Rudd, himself the focus of embarrassing memos recently released by the whistleblowing site, said "the unauthorised release of these things by the US system" was the core problem, not WikiLeaks or Assange.
"When you've got a quarter of a million cables pecking around out there, and on top of that you have people who have had access in the US system to these sorts of cables in excess of two million people, that's where the core of the problem lies," Rudd told commercial radio.

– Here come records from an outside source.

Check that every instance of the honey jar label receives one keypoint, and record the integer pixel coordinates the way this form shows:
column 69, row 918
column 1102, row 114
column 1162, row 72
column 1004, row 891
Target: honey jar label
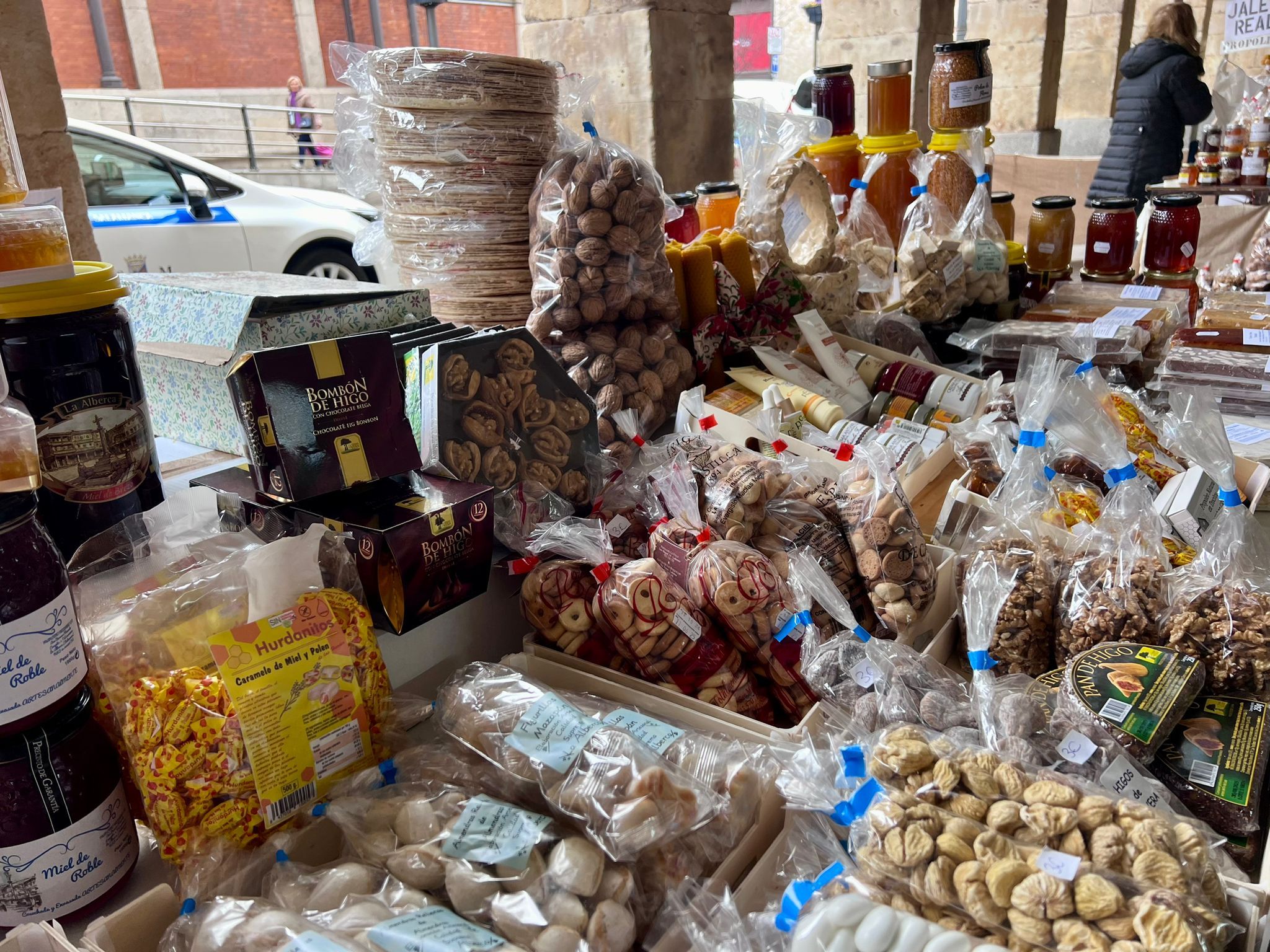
column 41, row 658
column 432, row 930
column 66, row 870
column 553, row 733
column 294, row 685
column 492, row 832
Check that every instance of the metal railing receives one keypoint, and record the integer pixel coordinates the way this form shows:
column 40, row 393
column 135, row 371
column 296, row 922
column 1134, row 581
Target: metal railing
column 262, row 146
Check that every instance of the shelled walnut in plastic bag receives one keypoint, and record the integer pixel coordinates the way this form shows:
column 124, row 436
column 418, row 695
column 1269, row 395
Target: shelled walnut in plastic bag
column 930, row 253
column 1221, row 602
column 1010, row 536
column 624, row 795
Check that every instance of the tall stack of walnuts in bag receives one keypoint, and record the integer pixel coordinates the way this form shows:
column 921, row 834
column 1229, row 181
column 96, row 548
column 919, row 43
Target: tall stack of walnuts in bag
column 603, row 295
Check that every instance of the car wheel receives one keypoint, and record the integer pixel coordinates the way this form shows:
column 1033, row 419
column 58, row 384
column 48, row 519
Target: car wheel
column 328, row 263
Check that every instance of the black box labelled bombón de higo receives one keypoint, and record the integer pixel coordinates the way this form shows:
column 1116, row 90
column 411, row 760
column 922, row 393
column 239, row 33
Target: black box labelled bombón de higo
column 323, row 416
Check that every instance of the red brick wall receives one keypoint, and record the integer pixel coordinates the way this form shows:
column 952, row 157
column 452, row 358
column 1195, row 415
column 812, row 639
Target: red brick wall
column 75, row 50
column 225, row 43
column 233, row 43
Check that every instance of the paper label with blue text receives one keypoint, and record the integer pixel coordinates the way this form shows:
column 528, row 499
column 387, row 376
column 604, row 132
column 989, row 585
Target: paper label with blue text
column 553, row 731
column 492, row 832
column 433, row 930
column 651, row 730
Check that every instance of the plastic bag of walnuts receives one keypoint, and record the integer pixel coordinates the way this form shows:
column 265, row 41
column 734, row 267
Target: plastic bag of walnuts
column 517, row 873
column 598, row 263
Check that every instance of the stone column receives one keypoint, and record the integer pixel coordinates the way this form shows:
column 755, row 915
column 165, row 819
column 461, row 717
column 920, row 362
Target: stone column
column 313, row 64
column 665, row 71
column 1026, row 56
column 861, row 32
column 141, row 41
column 40, row 117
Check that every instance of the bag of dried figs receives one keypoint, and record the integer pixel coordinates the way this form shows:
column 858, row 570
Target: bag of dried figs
column 986, row 282
column 866, row 240
column 652, row 622
column 1220, row 609
column 1114, row 589
column 886, row 540
column 930, row 255
column 1010, row 536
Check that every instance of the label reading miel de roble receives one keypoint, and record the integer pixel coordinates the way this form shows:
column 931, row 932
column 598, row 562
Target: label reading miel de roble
column 553, row 731
column 54, row 876
column 970, row 92
column 1217, row 746
column 492, row 832
column 654, row 733
column 41, row 658
column 295, row 689
column 432, row 930
column 1130, row 685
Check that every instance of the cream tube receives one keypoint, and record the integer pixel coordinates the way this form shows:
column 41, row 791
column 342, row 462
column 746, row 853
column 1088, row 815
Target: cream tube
column 790, row 369
column 833, row 359
column 818, row 409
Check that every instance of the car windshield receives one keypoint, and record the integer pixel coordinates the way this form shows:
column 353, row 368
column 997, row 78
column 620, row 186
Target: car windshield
column 116, row 174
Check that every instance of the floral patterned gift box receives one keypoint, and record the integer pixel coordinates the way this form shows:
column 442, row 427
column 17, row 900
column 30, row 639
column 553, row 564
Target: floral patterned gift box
column 192, row 328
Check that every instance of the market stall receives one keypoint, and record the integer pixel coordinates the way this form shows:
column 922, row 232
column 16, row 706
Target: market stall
column 835, row 559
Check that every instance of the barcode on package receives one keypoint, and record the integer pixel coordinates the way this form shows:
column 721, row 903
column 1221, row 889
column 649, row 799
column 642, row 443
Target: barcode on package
column 1203, row 774
column 1116, row 710
column 280, row 810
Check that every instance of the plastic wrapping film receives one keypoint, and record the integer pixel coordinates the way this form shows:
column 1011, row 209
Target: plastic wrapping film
column 930, row 253
column 1221, row 603
column 625, row 796
column 886, row 540
column 1114, row 589
column 159, row 633
column 506, row 868
column 868, row 240
column 1010, row 539
column 986, row 280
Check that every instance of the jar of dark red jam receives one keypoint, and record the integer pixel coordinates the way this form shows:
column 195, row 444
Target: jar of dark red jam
column 68, row 842
column 1110, row 235
column 42, row 660
column 1173, row 232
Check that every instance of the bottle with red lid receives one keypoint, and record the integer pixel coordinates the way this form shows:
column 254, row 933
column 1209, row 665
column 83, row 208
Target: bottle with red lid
column 1173, row 232
column 1109, row 236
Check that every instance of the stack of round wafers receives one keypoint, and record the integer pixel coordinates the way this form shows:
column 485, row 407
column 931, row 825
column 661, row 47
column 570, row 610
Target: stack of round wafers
column 459, row 141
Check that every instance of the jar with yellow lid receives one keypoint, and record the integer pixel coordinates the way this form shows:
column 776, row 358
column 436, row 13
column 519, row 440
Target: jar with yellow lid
column 70, row 358
column 33, row 245
column 890, row 187
column 838, row 161
column 13, row 177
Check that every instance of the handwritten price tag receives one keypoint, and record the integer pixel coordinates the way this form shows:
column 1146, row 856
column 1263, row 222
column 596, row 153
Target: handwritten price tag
column 864, row 673
column 1123, row 780
column 1076, row 748
column 1060, row 865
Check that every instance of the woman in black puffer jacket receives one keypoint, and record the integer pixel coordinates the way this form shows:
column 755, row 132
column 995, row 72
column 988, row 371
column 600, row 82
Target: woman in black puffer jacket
column 1160, row 95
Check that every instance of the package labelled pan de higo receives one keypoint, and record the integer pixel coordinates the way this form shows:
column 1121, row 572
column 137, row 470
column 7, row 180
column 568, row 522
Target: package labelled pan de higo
column 605, row 298
column 243, row 679
column 644, row 610
column 451, row 141
column 1013, row 536
column 1023, row 856
column 497, row 409
column 761, row 611
column 786, row 208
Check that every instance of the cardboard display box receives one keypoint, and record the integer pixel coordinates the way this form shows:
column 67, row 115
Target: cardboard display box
column 323, row 416
column 424, row 545
column 192, row 328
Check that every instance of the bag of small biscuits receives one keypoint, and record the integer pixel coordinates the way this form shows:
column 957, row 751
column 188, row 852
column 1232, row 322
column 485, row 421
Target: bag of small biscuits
column 652, row 622
column 1221, row 602
column 887, row 540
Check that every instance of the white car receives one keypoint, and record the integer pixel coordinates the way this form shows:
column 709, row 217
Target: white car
column 154, row 208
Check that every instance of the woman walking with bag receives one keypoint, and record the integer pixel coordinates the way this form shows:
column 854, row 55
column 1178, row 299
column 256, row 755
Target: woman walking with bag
column 303, row 123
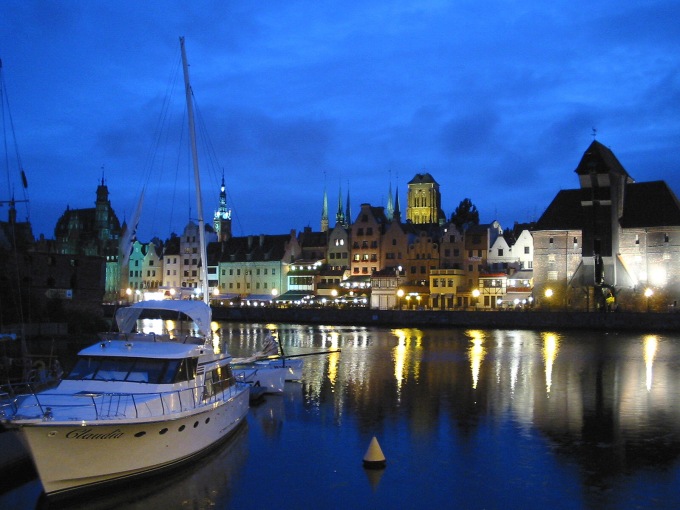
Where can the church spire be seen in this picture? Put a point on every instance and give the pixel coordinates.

"In terms of the dissemination in the information, you know, around the region or around the world, whether it's by WikiLeaks, by the Melbourne Age (newspaper), or by anybody else, well that's an entirely separate matter."
"But my view is the core problem lies with the US protection of its own diplomatic communications."
Rudd's comments come just days after Prime Minister Julia Gillard accused WikiLeaks of "grossly irresponsible" conduct and said the information published on the site was gathered through an "illegal act."
Assange, an Australian citizen who was arrested in Britain yesterday on Swedish sex charges, has accused Canberra of "disgraceful pandering" to his foes in a bid to protect its own interests.
Rudd said Australian authorities would investigate whether Assange, 39, had broken any domestic laws but stressed that was at "political arms length from what the business of government is about."
He also vowed to offer Assange the same consular assistance and support as any other Australian citizen in strife abroad, adding that "we intend to do that without fear or favour."
An open letter calling on Gillard to support Assange and protect his basic rights was flooded by so much traffic today that it caused the server to crash, with thousands of signatures including that of US academic and activist Noam Chomsky.